The validation procedure for the stimuli was also performed by 18 children (8.8 ± 1.7 years, age range: 6.4–12.2; ten males, eight females) for the valence ratings. High correct ratings were obtained from these children for neutralStd (72%), neutralDev (72%), and angryDev (89%), and also for the stimuli of the equiprobable sequence. The valence ratings of the stimuli of interest (neutralStd, neutralDev, and angryDev) did not differ statistically between groups [two-tailed t tests: neutralStd, t(32) = 1.09, p = .285; neutralDev, t(32) = 1.66, p = .106; angryDev, t(32) = 1.37, p = .179].
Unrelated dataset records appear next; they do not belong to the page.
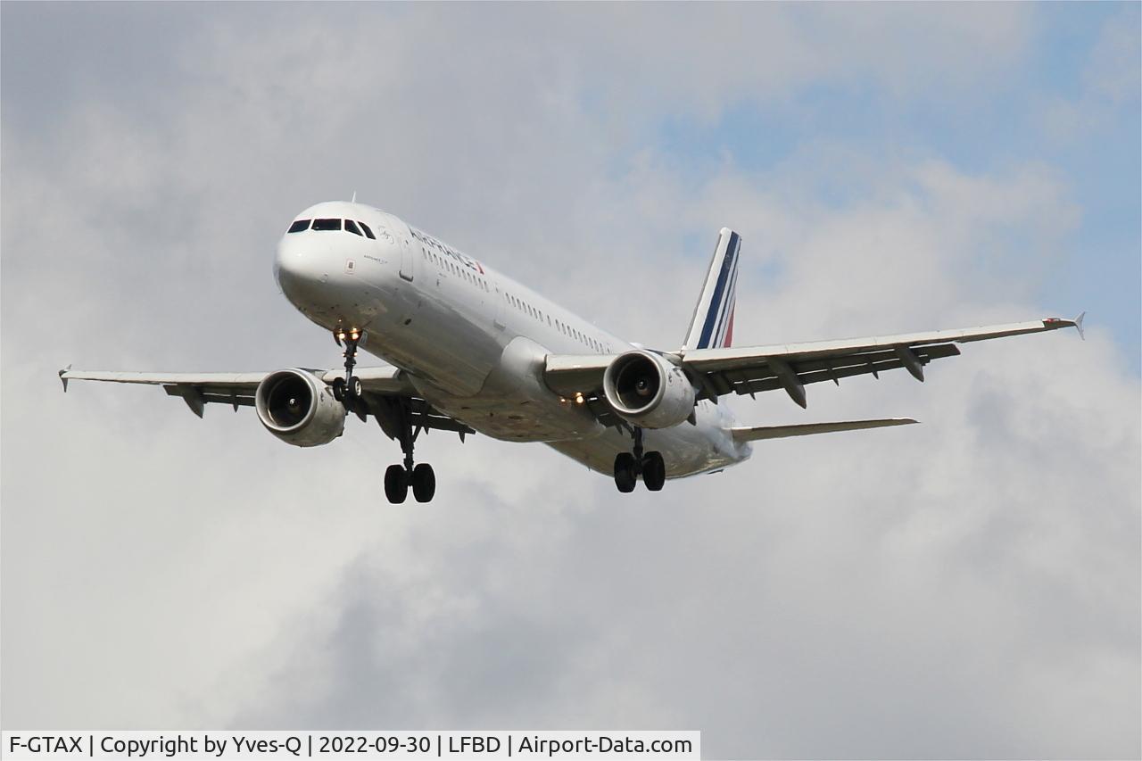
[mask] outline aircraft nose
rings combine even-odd
[[[328,256],[313,241],[286,235],[278,243],[274,278],[291,302],[306,301],[313,289],[329,280]]]

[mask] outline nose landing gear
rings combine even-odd
[[[361,399],[364,390],[361,386],[361,378],[354,377],[353,368],[356,366],[356,347],[361,342],[361,331],[352,328],[348,333],[336,330],[333,341],[340,346],[345,342],[345,378],[333,379],[333,398],[343,402],[348,410],[353,409],[353,403]]]
[[[666,483],[666,462],[658,451],[643,452],[642,428],[635,428],[634,452],[619,452],[614,457],[614,486],[619,491],[629,494],[635,490],[635,482],[642,476],[643,483],[651,491],[659,491]]]
[[[356,328],[347,331],[338,329],[333,331],[333,341],[337,342],[337,345],[341,345],[343,342],[345,344],[345,377],[333,379],[333,396],[345,404],[347,410],[363,415],[365,410],[365,402],[362,398],[364,388],[361,386],[361,378],[353,375],[353,368],[356,366],[357,344],[361,343],[361,331]],[[432,502],[436,494],[436,473],[427,463],[413,464],[412,448],[420,434],[420,427],[417,426],[416,430],[412,427],[412,411],[408,400],[401,400],[391,407],[383,407],[381,410],[373,408],[370,411],[377,415],[378,420],[381,417],[385,418],[381,426],[389,436],[400,439],[401,451],[404,452],[403,463],[389,465],[385,470],[385,496],[394,505],[402,504],[408,499],[411,487],[412,496],[417,502]]]

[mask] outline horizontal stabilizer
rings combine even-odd
[[[842,420],[841,423],[807,423],[805,425],[757,425],[747,428],[730,428],[733,440],[758,441],[759,439],[785,439],[787,436],[807,436],[814,433],[837,433],[838,431],[861,431],[863,428],[884,428],[890,425],[911,425],[918,423],[910,417],[888,417],[879,420]]]

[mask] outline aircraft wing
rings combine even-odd
[[[841,378],[866,374],[879,377],[883,370],[898,368],[923,380],[924,366],[934,359],[959,354],[957,344],[1071,327],[1081,334],[1083,317],[803,344],[694,349],[665,357],[686,371],[699,390],[699,399],[783,388],[805,407],[805,384],[833,380],[839,385]],[[556,393],[582,394],[600,420],[610,424],[613,412],[604,419],[600,404],[609,407],[602,394],[603,373],[613,359],[614,355],[548,355],[545,380]]]
[[[300,368],[317,376],[324,383],[344,378],[345,370],[315,370]],[[357,417],[365,419],[372,414],[385,433],[392,438],[395,430],[394,406],[403,407],[411,415],[412,424],[421,428],[455,431],[461,434],[475,433],[471,427],[434,409],[420,399],[417,390],[404,374],[392,366],[361,367],[353,373],[361,378],[367,409],[357,410]],[[179,396],[199,417],[208,403],[254,407],[254,395],[258,384],[270,373],[120,373],[103,370],[59,370],[59,379],[67,391],[69,380],[104,380],[110,383],[135,383],[162,386],[171,396]]]

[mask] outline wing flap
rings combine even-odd
[[[734,441],[759,441],[762,439],[786,439],[789,436],[807,436],[818,433],[839,433],[843,431],[863,431],[866,428],[884,428],[894,425],[911,425],[918,423],[910,417],[888,417],[874,420],[842,420],[839,423],[809,423],[805,425],[755,425],[751,427],[731,428]]]
[[[988,341],[1005,336],[1021,336],[1030,333],[1057,330],[1060,328],[1078,327],[1077,320],[1047,318],[1027,322],[1011,322],[980,328],[957,330],[930,330],[927,333],[906,333],[895,336],[874,336],[871,338],[843,338],[841,341],[811,341],[799,344],[774,344],[771,346],[745,346],[740,349],[698,349],[682,353],[687,367],[697,370],[715,371],[750,367],[766,357],[779,357],[787,362],[799,362],[811,359],[828,359],[869,352],[891,351],[896,346],[914,347],[942,343],[968,343]]]

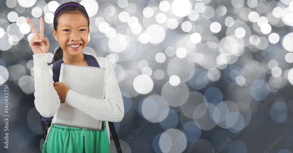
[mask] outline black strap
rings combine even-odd
[[[114,140],[114,143],[115,143],[115,146],[116,147],[117,153],[122,153],[122,150],[121,149],[121,146],[120,146],[120,143],[119,142],[118,136],[116,133],[116,130],[115,130],[114,124],[112,122],[109,121],[108,122],[108,123],[109,123],[109,128],[111,130],[111,133],[112,134],[113,139]]]

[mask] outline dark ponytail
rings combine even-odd
[[[57,49],[55,52],[54,56],[53,57],[53,59],[52,60],[52,62],[51,64],[54,63],[54,62],[58,61],[62,59],[63,57],[63,50],[60,46],[59,48]]]
[[[90,19],[88,17],[88,15],[84,10],[78,6],[76,5],[68,5],[62,7],[59,10],[58,9],[59,8],[68,4],[75,4],[78,5],[85,10],[85,8],[82,5],[80,5],[79,3],[75,2],[70,2],[68,3],[64,3],[59,6],[56,9],[56,11],[58,10],[57,13],[56,13],[56,11],[55,11],[54,14],[55,14],[54,17],[54,19],[53,20],[53,25],[54,26],[54,29],[55,31],[57,31],[57,28],[58,26],[58,19],[59,17],[61,15],[64,14],[81,14],[83,15],[88,20],[88,27],[89,27],[90,26]],[[51,64],[53,64],[54,62],[58,61],[62,59],[63,57],[63,50],[61,47],[59,46],[58,49],[57,49],[55,52],[55,54],[54,54],[54,56],[53,57],[53,60]]]

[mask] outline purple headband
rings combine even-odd
[[[84,9],[84,8],[82,7],[80,5],[77,5],[77,4],[67,4],[64,5],[63,5],[63,6],[62,6],[60,7],[60,8],[58,8],[58,9],[57,10],[57,11],[56,11],[56,12],[55,13],[55,14],[54,14],[54,17],[55,17],[55,15],[56,15],[56,13],[57,13],[57,12],[58,12],[58,11],[59,11],[59,10],[60,10],[61,8],[62,8],[62,7],[64,7],[64,6],[67,6],[68,5],[76,5],[76,6],[79,6],[79,7],[80,7],[80,8],[82,8],[84,10],[84,11],[86,11],[86,12],[87,13],[88,13],[86,12],[86,10],[85,10]]]

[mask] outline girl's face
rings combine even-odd
[[[53,29],[52,32],[63,55],[74,56],[82,54],[88,44],[89,30],[87,20],[82,14],[65,14],[58,19],[57,31]]]

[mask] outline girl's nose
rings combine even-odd
[[[80,40],[80,37],[79,37],[79,33],[78,32],[71,32],[71,35],[70,36],[70,40],[77,41],[79,40]]]

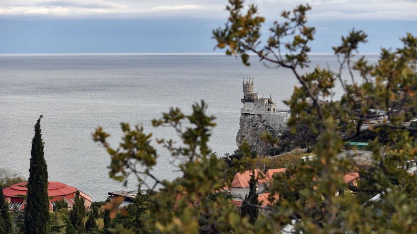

Acoustic information concerning all stimuli is presented in Fig. 1.

Fig. 1
figure 1

(A) Illustration of the oddball and equiprobable sequences, composed of neutral standard (neutralStd) and neutral and angry deviants (neutralDev and angryDev) in the oddball sequence, and of neutralEqui1, neutralEqui2, angryEqui, sadEqui, surpriseEqui, happyEqui, disgustEqui, and fearEqui in the equiprobable sequence. The three stimuli of the oddball sequence were also presented in the equiprobable sequence. (B) Waveforms and spectrograms for the neutralStd, neutralDev, and angryDev stimuli. (C) Acoustic properties of all stimuli. The mean fundamental frequency (F0) and formants are reported in hertz (Hz).

Procedure

During EEG recording, the subjects sat comfortably in a reclining armchair in a sound-attenuated room. Subjects watched a silent movie without subtitles while sounds were delivered through speakers (Logitech Z-2300); they were instructed that they would have to briefly tell the story from the movie at the end of the recording session. This procedure avoided requiring voluntary direct attention toward the auditory stimuli. The speakers and screen were placed at 120 cm from the subjects’ heads.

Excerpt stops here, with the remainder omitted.